Hauled an old longsleeved cotton shirt out of the drawer
Yesterday and once again time ground gears and shifted
Back forty years and this very shirt which was then more
Shirt than holes is handed to me by my lean gruff almost
Always quiet tall older brother who is of course my hero
And I gape at him unbelievingly and say Really, for me?
And he nods and so I come into possession of his college
Shirt earned playing football for a tavern or something as
Quotidian as that but not for me, not at all for me—that’s
The point. Whatever we think is quotidian isn’t. The pub
Was called Sweeney’s. It closed long ago. I would not be
Surprised if this was the last Sweeney’s shirt in existence.
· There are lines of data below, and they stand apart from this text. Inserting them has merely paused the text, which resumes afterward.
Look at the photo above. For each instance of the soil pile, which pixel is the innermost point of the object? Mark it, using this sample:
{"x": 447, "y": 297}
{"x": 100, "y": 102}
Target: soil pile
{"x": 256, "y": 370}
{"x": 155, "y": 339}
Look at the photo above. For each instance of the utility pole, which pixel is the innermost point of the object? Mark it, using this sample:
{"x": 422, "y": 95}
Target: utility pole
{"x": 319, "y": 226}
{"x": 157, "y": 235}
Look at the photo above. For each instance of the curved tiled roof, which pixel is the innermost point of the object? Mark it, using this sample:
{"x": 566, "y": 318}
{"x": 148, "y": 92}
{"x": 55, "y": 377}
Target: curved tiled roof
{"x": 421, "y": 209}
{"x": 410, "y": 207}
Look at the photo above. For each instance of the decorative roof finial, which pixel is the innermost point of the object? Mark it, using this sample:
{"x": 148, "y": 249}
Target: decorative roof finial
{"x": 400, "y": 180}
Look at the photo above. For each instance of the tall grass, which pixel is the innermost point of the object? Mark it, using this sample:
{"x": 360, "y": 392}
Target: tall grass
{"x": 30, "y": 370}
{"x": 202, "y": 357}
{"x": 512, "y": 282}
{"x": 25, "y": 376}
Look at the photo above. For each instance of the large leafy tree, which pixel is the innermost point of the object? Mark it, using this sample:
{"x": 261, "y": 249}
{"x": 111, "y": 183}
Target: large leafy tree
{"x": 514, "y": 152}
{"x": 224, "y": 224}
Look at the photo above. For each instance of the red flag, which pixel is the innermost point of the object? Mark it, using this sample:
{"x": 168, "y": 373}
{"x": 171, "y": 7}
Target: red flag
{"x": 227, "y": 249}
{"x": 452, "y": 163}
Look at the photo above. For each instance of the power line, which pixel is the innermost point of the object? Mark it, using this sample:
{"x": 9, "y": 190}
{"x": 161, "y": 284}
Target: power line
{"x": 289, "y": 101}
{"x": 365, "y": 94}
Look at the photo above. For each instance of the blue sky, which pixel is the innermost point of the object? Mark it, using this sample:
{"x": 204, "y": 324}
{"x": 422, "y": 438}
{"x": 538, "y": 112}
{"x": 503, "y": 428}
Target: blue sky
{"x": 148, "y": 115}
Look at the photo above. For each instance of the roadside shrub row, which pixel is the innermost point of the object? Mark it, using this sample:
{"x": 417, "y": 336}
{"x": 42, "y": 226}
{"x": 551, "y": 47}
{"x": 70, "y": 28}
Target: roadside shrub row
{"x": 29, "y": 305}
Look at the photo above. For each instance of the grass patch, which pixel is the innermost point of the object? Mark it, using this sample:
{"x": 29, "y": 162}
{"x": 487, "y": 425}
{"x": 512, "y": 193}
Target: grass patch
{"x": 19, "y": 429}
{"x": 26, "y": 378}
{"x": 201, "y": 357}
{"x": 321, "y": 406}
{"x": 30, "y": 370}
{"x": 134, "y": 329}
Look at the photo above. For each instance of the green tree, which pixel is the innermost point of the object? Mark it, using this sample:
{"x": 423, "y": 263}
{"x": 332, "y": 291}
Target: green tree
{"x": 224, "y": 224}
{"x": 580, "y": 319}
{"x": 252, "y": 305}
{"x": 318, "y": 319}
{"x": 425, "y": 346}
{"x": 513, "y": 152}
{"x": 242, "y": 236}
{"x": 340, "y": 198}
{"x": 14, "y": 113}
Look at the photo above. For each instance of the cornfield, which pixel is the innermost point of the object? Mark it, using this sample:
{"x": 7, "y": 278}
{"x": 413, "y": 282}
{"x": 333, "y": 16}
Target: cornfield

I’ll always have his shirt in a drawer. If I touch it, here he
Is in the room with me, smiling at how a shirt can make a
Kid speechless with astonished joy, even forty years later.
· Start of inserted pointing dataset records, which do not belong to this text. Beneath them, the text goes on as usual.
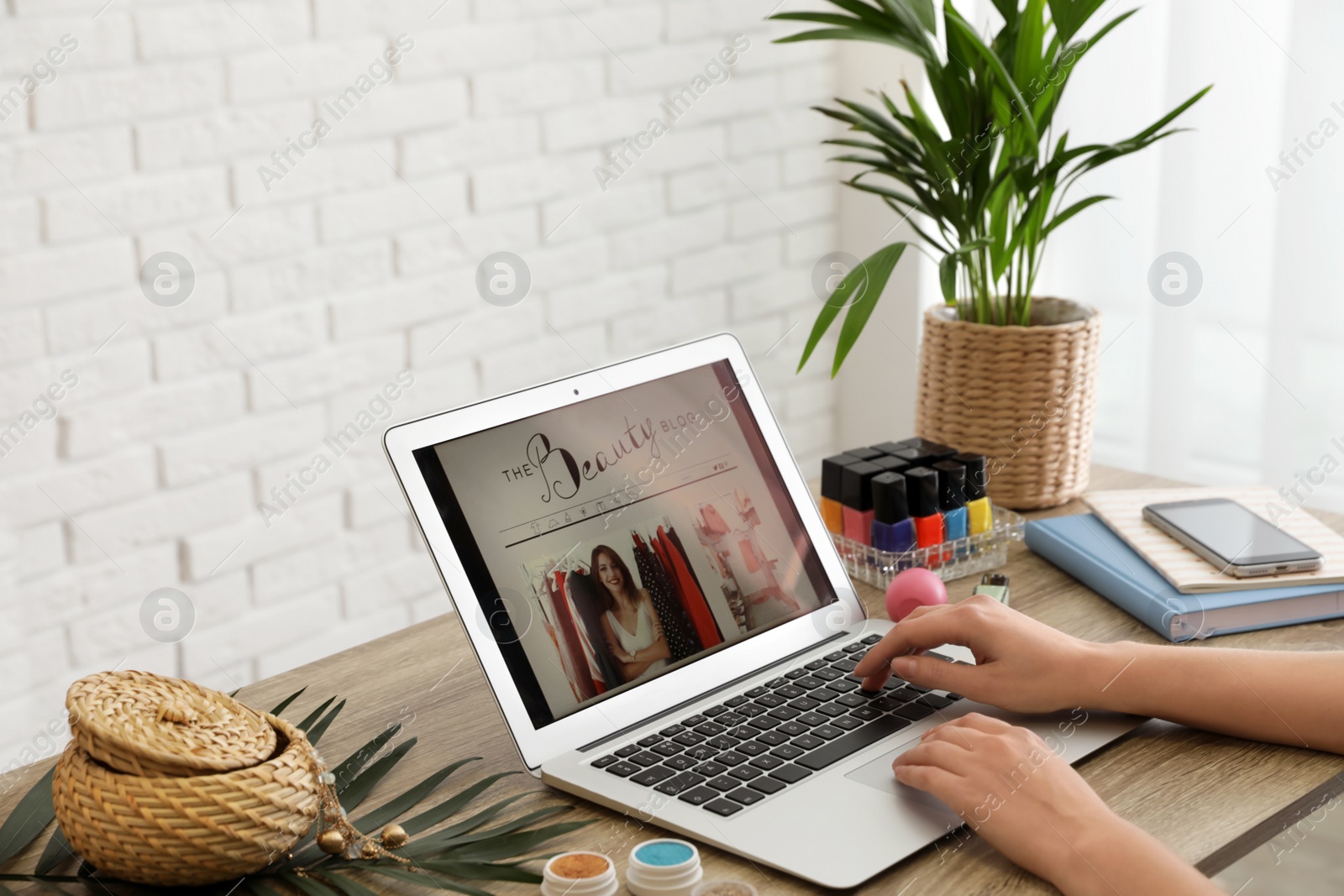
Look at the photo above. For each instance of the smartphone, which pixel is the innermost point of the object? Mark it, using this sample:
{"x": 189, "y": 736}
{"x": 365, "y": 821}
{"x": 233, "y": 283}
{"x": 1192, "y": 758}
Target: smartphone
{"x": 1231, "y": 537}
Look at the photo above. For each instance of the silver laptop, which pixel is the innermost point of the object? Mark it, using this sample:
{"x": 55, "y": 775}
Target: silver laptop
{"x": 664, "y": 621}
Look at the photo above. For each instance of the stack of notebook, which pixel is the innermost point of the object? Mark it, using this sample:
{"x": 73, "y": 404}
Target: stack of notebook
{"x": 1173, "y": 597}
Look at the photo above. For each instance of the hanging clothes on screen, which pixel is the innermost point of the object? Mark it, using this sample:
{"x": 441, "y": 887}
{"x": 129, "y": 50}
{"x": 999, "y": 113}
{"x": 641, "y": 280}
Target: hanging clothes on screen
{"x": 571, "y": 613}
{"x": 676, "y": 540}
{"x": 582, "y": 600}
{"x": 570, "y": 641}
{"x": 692, "y": 598}
{"x": 711, "y": 521}
{"x": 655, "y": 579}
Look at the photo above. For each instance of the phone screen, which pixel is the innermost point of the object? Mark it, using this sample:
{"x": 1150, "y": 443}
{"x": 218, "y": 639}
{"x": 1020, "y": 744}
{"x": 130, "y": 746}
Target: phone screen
{"x": 1233, "y": 532}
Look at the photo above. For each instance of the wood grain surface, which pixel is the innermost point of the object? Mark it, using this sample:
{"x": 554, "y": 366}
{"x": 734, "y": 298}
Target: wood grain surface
{"x": 1209, "y": 797}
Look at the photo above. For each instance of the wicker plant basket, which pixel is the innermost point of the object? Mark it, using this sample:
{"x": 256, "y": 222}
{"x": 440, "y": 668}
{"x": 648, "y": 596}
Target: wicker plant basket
{"x": 1025, "y": 396}
{"x": 171, "y": 783}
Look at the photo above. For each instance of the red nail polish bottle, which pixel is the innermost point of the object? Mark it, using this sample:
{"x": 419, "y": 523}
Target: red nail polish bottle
{"x": 922, "y": 496}
{"x": 857, "y": 500}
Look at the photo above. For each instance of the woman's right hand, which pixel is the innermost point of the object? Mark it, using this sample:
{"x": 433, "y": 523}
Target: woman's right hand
{"x": 1021, "y": 664}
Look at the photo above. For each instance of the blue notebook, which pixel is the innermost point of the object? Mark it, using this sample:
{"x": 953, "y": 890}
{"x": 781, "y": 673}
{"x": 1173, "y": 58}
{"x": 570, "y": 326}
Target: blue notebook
{"x": 1084, "y": 547}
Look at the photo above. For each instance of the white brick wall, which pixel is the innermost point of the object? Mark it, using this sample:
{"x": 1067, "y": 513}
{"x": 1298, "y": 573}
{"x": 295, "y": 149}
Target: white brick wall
{"x": 354, "y": 265}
Isn’t that amazing? We hardly ever say how amazing it is
That you can freeze time and reverse it and make it caper
And spin it back to anywhere anyone you used to be. Isn’t
That amazing? A snatch of song, a scent, a battered collar,
A ratty old pub jersey. So many time machines. Yes, time
Wins. My brother withered and vanished. Yet here he sits
On the edge of the bed snickering at me as the shirt hangs
Way down past my knees. No religion owns resurrections.